Obama, Mostly the Anti-Bush, in Berlin

By Matthew Rothschild, July 24, 2008

For most of his big Berlin speech, Barack Obama was the anti-Bush.

His critique of the current President was only thinly veiled.

“I know my country has not perfected itself,” he said. “We’ve made our share of mistakes, and there are times when our actions around the world have not lived up to our best intentions.”

And he asked: “Will we reject torture and stand for the rule of law?”

On global warming, he said, “We must come together to save this planet.” He added: “Let us resolve that all nations—including my own—will act with the same seriousness of purpose as has your own, and reduce the carbon we send into our atmosphere.”

Even on free trade, he put some distance between himself and Bush, as well as McCain. He endorsed “open markets” but argued: “We must forge trade that truly rewards the work that creates wealth, with meaningful protections for our people and our planet.” So he called for trade that was “free and fair for all.”

He also, from the very beginning, showed that he viewed himself not only as an American but as “a fellow citizen of the world.” He talked about “global citizenship” and “common humanity.”

In perhaps the most moving passage of his speech, he asked: “Will we extend our hand to the people in the forgotten corners of this world who yearn for lives marked by dignity and opportunity, by security and justice? Will we lift the child in Bangladesh from poverty, shelter the refugee in Chad, and banish the scourge of AIDS in our time? Will we stand for the human rights of the dissident in Burma, the blogger in Iran, or the voter in Zimbabwe? Will we give meaning to the words ‘never again’ in Darfur?’ ”

And he spoke out, in very un-Bush ways, for “a world without nuclear weapons.”

Yet for all the differences he drew with Bush, there were some rhetorical and substantive similarities.
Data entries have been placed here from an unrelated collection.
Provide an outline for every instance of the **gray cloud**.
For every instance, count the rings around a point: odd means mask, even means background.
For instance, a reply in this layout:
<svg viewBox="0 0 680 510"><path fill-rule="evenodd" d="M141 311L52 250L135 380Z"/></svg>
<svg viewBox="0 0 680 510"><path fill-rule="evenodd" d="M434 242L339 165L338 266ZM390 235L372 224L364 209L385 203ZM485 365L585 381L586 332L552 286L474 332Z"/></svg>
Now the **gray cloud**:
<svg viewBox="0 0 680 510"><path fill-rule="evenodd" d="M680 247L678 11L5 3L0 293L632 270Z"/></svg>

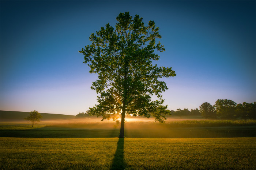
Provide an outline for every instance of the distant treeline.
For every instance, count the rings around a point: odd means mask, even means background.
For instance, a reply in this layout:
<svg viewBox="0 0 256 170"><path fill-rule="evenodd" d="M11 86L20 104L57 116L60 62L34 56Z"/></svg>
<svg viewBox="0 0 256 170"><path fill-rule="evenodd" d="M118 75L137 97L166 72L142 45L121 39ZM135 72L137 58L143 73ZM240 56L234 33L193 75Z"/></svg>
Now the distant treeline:
<svg viewBox="0 0 256 170"><path fill-rule="evenodd" d="M173 116L201 115L206 118L224 119L256 119L256 102L237 104L231 100L218 99L215 104L212 106L204 102L200 106L199 109L187 108L176 111L171 111Z"/></svg>
<svg viewBox="0 0 256 170"><path fill-rule="evenodd" d="M89 117L90 110L86 112L79 113L76 116L77 118ZM172 116L201 116L207 119L256 119L256 102L250 103L244 102L237 103L231 100L218 99L215 104L212 106L208 102L204 102L200 106L199 109L187 108L182 110L177 109L176 111L170 111L171 115L167 115L167 118ZM131 117L129 115L128 117Z"/></svg>

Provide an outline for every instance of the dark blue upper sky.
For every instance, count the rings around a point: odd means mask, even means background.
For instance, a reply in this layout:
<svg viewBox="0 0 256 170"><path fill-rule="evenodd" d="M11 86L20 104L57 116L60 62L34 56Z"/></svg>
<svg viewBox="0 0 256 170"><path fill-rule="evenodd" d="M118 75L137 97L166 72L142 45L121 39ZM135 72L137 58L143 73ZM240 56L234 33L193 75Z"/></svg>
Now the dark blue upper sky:
<svg viewBox="0 0 256 170"><path fill-rule="evenodd" d="M255 1L1 1L1 110L75 115L96 104L78 51L120 12L160 28L170 109L256 101Z"/></svg>

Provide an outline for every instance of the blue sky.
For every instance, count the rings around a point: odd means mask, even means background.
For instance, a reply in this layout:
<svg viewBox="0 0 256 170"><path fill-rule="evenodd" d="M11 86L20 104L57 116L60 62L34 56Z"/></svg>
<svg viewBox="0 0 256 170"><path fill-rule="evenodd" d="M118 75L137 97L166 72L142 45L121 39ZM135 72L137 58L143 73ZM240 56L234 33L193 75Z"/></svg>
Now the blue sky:
<svg viewBox="0 0 256 170"><path fill-rule="evenodd" d="M120 12L159 27L168 108L256 101L255 1L1 1L0 109L75 115L97 104L78 52Z"/></svg>

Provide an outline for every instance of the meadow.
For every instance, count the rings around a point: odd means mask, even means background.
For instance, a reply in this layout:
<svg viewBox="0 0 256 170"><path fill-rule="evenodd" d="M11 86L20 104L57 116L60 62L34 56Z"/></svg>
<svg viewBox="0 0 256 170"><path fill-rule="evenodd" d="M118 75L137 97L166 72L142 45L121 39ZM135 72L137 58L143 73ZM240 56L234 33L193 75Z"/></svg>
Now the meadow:
<svg viewBox="0 0 256 170"><path fill-rule="evenodd" d="M255 169L255 138L1 138L1 169Z"/></svg>
<svg viewBox="0 0 256 170"><path fill-rule="evenodd" d="M255 169L256 120L0 123L1 169Z"/></svg>

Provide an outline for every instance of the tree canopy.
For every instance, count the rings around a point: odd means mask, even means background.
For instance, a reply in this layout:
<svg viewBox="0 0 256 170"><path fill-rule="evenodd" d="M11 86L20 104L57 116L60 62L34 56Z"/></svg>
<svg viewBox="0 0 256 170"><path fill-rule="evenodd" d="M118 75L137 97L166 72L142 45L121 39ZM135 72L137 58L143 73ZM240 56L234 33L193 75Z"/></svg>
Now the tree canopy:
<svg viewBox="0 0 256 170"><path fill-rule="evenodd" d="M34 124L35 122L40 122L40 119L42 118L42 116L36 110L31 111L29 113L29 116L24 118L25 120L27 120L32 123L32 127L34 126Z"/></svg>
<svg viewBox="0 0 256 170"><path fill-rule="evenodd" d="M215 108L209 103L204 103L200 106L199 109L203 117L206 118L216 118Z"/></svg>
<svg viewBox="0 0 256 170"><path fill-rule="evenodd" d="M235 102L231 100L218 99L215 102L214 106L218 116L222 119L226 119L231 118L235 115L236 104Z"/></svg>
<svg viewBox="0 0 256 170"><path fill-rule="evenodd" d="M129 12L121 13L116 17L115 29L108 23L93 33L90 45L79 52L84 55L91 73L97 73L98 79L91 88L100 94L98 104L90 108L90 114L109 119L121 112L120 137L123 130L126 114L149 118L163 122L169 113L161 93L168 89L159 78L176 75L172 68L158 67L152 64L159 56L155 52L165 51L160 42L159 28L153 21L147 25L143 18ZM155 95L158 99L152 101ZM116 120L117 121L117 120Z"/></svg>

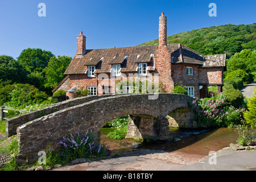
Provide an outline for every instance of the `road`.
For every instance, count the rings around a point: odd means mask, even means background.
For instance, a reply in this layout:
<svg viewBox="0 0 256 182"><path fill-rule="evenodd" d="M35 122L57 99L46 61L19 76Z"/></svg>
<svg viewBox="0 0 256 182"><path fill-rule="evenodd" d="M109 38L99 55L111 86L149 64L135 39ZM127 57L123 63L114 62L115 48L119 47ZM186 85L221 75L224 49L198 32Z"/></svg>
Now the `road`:
<svg viewBox="0 0 256 182"><path fill-rule="evenodd" d="M256 171L256 150L229 147L208 156L144 150L115 158L67 165L52 171Z"/></svg>
<svg viewBox="0 0 256 182"><path fill-rule="evenodd" d="M256 82L253 81L250 84L245 85L240 90L244 96L251 97L253 94L253 91L256 86Z"/></svg>

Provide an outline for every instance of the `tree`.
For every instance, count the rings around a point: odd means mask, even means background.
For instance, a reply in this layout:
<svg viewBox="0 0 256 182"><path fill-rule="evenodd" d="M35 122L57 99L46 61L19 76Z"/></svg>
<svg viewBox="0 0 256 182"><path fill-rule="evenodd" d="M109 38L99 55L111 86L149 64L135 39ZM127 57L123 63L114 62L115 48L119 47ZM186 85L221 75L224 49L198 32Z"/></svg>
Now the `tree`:
<svg viewBox="0 0 256 182"><path fill-rule="evenodd" d="M34 71L42 72L53 56L50 51L28 48L22 51L17 57L17 61L30 73Z"/></svg>
<svg viewBox="0 0 256 182"><path fill-rule="evenodd" d="M248 99L248 110L244 113L244 117L247 123L253 128L256 128L256 88L254 95Z"/></svg>
<svg viewBox="0 0 256 182"><path fill-rule="evenodd" d="M46 83L44 86L51 89L54 88L65 77L64 72L68 67L72 58L66 56L58 56L56 58L52 56L44 69L46 73Z"/></svg>
<svg viewBox="0 0 256 182"><path fill-rule="evenodd" d="M13 57L0 55L0 75L2 82L24 83L27 72Z"/></svg>

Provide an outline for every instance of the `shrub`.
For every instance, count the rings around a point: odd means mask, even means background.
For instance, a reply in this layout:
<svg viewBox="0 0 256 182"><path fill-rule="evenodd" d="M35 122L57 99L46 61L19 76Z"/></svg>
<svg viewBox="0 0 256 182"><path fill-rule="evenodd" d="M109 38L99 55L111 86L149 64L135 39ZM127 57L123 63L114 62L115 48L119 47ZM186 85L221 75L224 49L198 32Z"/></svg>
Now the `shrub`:
<svg viewBox="0 0 256 182"><path fill-rule="evenodd" d="M206 127L230 127L238 124L245 109L230 106L228 100L228 97L221 93L210 98L194 101L196 121Z"/></svg>
<svg viewBox="0 0 256 182"><path fill-rule="evenodd" d="M82 87L80 86L79 89L77 89L77 97L80 97L87 96L89 92L88 90L84 89Z"/></svg>
<svg viewBox="0 0 256 182"><path fill-rule="evenodd" d="M15 109L33 104L40 104L48 100L48 96L29 84L16 84L10 93L11 99L6 102Z"/></svg>
<svg viewBox="0 0 256 182"><path fill-rule="evenodd" d="M245 71L242 69L237 69L226 73L224 81L233 79L236 80L237 78L242 79L243 84L247 84L252 81L249 75Z"/></svg>
<svg viewBox="0 0 256 182"><path fill-rule="evenodd" d="M56 92L53 93L53 96L65 96L66 95L66 91L64 90L57 90Z"/></svg>
<svg viewBox="0 0 256 182"><path fill-rule="evenodd" d="M254 139L255 136L253 132L249 130L247 126L245 125L236 126L235 131L238 134L237 140L237 144L243 146L255 144Z"/></svg>
<svg viewBox="0 0 256 182"><path fill-rule="evenodd" d="M254 92L254 95L248 98L248 111L244 113L245 121L251 127L256 128L256 88Z"/></svg>
<svg viewBox="0 0 256 182"><path fill-rule="evenodd" d="M229 79L224 80L224 89L234 88L241 89L243 86L243 80L241 78Z"/></svg>
<svg viewBox="0 0 256 182"><path fill-rule="evenodd" d="M127 126L116 129L114 131L108 134L108 137L115 139L122 139L125 138L127 133Z"/></svg>
<svg viewBox="0 0 256 182"><path fill-rule="evenodd" d="M240 90L231 89L225 90L222 92L227 97L228 104L233 106L236 108L245 107L244 97Z"/></svg>
<svg viewBox="0 0 256 182"><path fill-rule="evenodd" d="M90 158L92 155L100 156L106 155L108 147L94 140L95 136L91 129L85 134L78 133L75 136L71 134L69 138L63 137L60 142L61 152L59 155L67 161L77 158Z"/></svg>
<svg viewBox="0 0 256 182"><path fill-rule="evenodd" d="M181 93L185 95L188 94L188 91L186 90L186 87L177 83L175 83L174 85L173 93Z"/></svg>
<svg viewBox="0 0 256 182"><path fill-rule="evenodd" d="M127 126L128 125L129 115L123 116L109 122L108 126L112 126L115 128L114 131L110 132L108 134L108 136L117 139L122 139L125 138L127 133Z"/></svg>

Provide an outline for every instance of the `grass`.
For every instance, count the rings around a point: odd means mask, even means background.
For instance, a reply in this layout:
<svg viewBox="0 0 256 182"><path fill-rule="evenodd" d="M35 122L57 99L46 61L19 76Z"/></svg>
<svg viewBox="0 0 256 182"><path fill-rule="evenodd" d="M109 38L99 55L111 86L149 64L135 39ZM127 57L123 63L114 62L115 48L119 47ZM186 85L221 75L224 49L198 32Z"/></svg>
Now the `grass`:
<svg viewBox="0 0 256 182"><path fill-rule="evenodd" d="M5 120L0 121L0 133L5 135Z"/></svg>

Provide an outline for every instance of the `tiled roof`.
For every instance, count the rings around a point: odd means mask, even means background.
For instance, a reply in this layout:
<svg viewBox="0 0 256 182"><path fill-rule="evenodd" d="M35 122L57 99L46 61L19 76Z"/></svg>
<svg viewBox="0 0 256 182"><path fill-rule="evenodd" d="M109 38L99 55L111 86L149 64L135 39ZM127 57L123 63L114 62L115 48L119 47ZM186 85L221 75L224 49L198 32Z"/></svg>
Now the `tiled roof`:
<svg viewBox="0 0 256 182"><path fill-rule="evenodd" d="M97 64L95 73L108 73L114 64L121 64L121 72L136 72L140 63L147 63L148 70L154 71L151 56L155 54L158 47L146 46L86 50L83 56L75 56L64 74L83 74L88 65ZM172 63L196 64L204 67L225 65L225 55L204 56L181 44L167 44L167 47L172 55Z"/></svg>
<svg viewBox="0 0 256 182"><path fill-rule="evenodd" d="M89 60L85 62L84 65L86 66L97 65L101 60L101 59L102 57L91 57Z"/></svg>
<svg viewBox="0 0 256 182"><path fill-rule="evenodd" d="M226 66L226 55L220 54L205 56L205 61L202 67L218 67Z"/></svg>

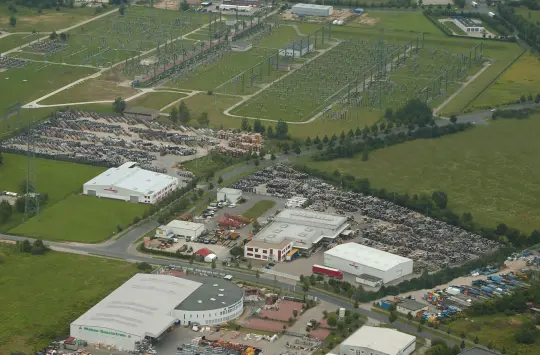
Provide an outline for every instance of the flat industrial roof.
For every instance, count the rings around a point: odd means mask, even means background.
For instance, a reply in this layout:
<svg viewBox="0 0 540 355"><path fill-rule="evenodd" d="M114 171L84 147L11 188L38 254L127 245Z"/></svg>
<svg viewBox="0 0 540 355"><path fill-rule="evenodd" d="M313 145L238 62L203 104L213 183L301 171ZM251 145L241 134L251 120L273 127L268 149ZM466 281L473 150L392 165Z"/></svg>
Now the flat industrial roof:
<svg viewBox="0 0 540 355"><path fill-rule="evenodd" d="M72 325L158 337L176 320L169 315L171 311L201 286L186 278L137 274Z"/></svg>
<svg viewBox="0 0 540 355"><path fill-rule="evenodd" d="M244 289L234 283L202 276L183 276L183 279L200 283L191 295L186 297L176 309L183 311L204 311L232 306L244 298Z"/></svg>
<svg viewBox="0 0 540 355"><path fill-rule="evenodd" d="M254 240L271 244L291 240L295 248L309 249L323 237L336 238L348 227L346 217L290 208L276 215Z"/></svg>
<svg viewBox="0 0 540 355"><path fill-rule="evenodd" d="M175 220L169 222L169 224L167 224L167 227L196 231L196 230L199 230L201 228L204 229L204 224L195 223L195 222L189 222L189 221L180 221L178 219L175 219Z"/></svg>
<svg viewBox="0 0 540 355"><path fill-rule="evenodd" d="M295 8L302 8L302 9L324 9L324 10L328 10L328 9L332 9L333 7L332 6L329 6L329 5L315 5L315 4L303 4L303 3L299 3L299 4L296 4L296 5L293 5L292 9L294 10Z"/></svg>
<svg viewBox="0 0 540 355"><path fill-rule="evenodd" d="M394 266L411 261L411 259L404 258L403 256L370 248L358 243L340 244L325 251L324 254L382 271L390 270Z"/></svg>
<svg viewBox="0 0 540 355"><path fill-rule="evenodd" d="M358 346L388 355L398 355L416 340L416 337L395 329L363 326L345 339L341 346Z"/></svg>
<svg viewBox="0 0 540 355"><path fill-rule="evenodd" d="M84 186L86 188L110 186L142 194L153 194L174 182L178 182L177 177L144 170L136 162L128 162L117 168L107 169L85 183Z"/></svg>

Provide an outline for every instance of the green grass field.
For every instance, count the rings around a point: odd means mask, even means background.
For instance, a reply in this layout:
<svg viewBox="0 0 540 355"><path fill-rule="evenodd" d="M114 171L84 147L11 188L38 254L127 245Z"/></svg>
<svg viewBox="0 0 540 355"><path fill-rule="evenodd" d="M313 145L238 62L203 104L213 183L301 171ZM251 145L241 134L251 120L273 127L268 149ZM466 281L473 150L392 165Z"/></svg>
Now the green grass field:
<svg viewBox="0 0 540 355"><path fill-rule="evenodd" d="M26 179L26 156L4 154L4 165L0 168L0 191L20 191ZM49 159L36 159L37 189L49 194L48 204L63 200L73 192L82 190L82 185L104 168Z"/></svg>
<svg viewBox="0 0 540 355"><path fill-rule="evenodd" d="M141 217L144 204L71 195L10 230L11 233L39 236L46 240L101 242Z"/></svg>
<svg viewBox="0 0 540 355"><path fill-rule="evenodd" d="M114 101L117 97L123 97L125 99L135 95L137 92L139 91L136 89L128 86L120 86L111 81L89 79L48 97L39 103L41 105L54 105L85 101Z"/></svg>
<svg viewBox="0 0 540 355"><path fill-rule="evenodd" d="M540 353L540 344L518 344L515 334L520 324L529 315L506 316L504 314L495 314L490 316L473 317L458 319L452 323L452 332L467 334L469 340L478 337L481 345L487 346L492 343L494 349L501 350L506 348L507 354L536 355Z"/></svg>
<svg viewBox="0 0 540 355"><path fill-rule="evenodd" d="M518 101L521 95L540 93L540 59L525 53L474 101L478 108L496 107Z"/></svg>
<svg viewBox="0 0 540 355"><path fill-rule="evenodd" d="M0 76L0 107L17 101L26 104L77 79L95 73L90 68L49 65L38 70L38 64L9 69Z"/></svg>
<svg viewBox="0 0 540 355"><path fill-rule="evenodd" d="M490 122L467 132L434 140L416 140L381 149L367 162L360 156L310 165L335 169L388 191L448 193L449 207L471 212L481 225L509 226L530 232L540 228L534 211L540 201L540 116Z"/></svg>
<svg viewBox="0 0 540 355"><path fill-rule="evenodd" d="M95 15L94 8L60 8L60 11L52 9L43 9L41 14L37 9L31 9L24 6L16 5L17 12L15 18L17 24L15 27L9 25L11 14L8 11L7 5L0 6L0 28L6 28L10 32L51 32L61 30L73 26L81 21L88 20ZM109 7L105 10L110 11L114 8Z"/></svg>
<svg viewBox="0 0 540 355"><path fill-rule="evenodd" d="M0 256L2 355L30 354L67 337L72 321L136 273L125 262L58 252L32 256L8 245L0 245Z"/></svg>
<svg viewBox="0 0 540 355"><path fill-rule="evenodd" d="M186 94L182 94L179 92L150 92L148 94L139 96L135 100L128 101L127 104L129 107L146 107L153 108L154 110L161 110L168 104L180 100L181 98L186 96Z"/></svg>
<svg viewBox="0 0 540 355"><path fill-rule="evenodd" d="M523 16L525 20L537 23L540 21L540 10L529 10L526 6L516 8L516 13Z"/></svg>
<svg viewBox="0 0 540 355"><path fill-rule="evenodd" d="M246 212L242 213L242 215L246 218L259 218L263 214L266 213L269 209L274 207L276 205L276 201L272 200L261 200L251 206Z"/></svg>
“We are called upon again,” Obama said, stealing a phrase that Bush likes to use in his most messianic moments. Like Bush, Obama talked repeatedly about “our shared destiny,” as if it’s preordained.

Even as he mentioned bringing the Iraq War to a close, he foreshadowed an open-ended one in Afghanistan. “We have too much at stake to turn back now,” he said. And he said, “No one welcomes war,” a phrase that every warmonger invokes.

He talked about “a new dawn” in the Middle East, but he left no indication in his speech or in his visit to Israel and Palestine that he’s prepared to do what’s necessary to bring it about: especially in pressuring Israel to come to a just settlement with the Palestinians.

And while he said “we must reject the Cold War mindset of the past,” he harped on the Cold War over and over again, a coda that could only have discomfited Moscow even as Obama’s revisionism glossed over the dangerous part that America played in that era.

At the end, trying to wrap himself in the mantle of JFK while giving a subtle dig to McCain, Obama talked about the role of the “new generation—our generation” to “make our mark on history.”

Just how different that mark would be was hard to tell from Obama’s speech.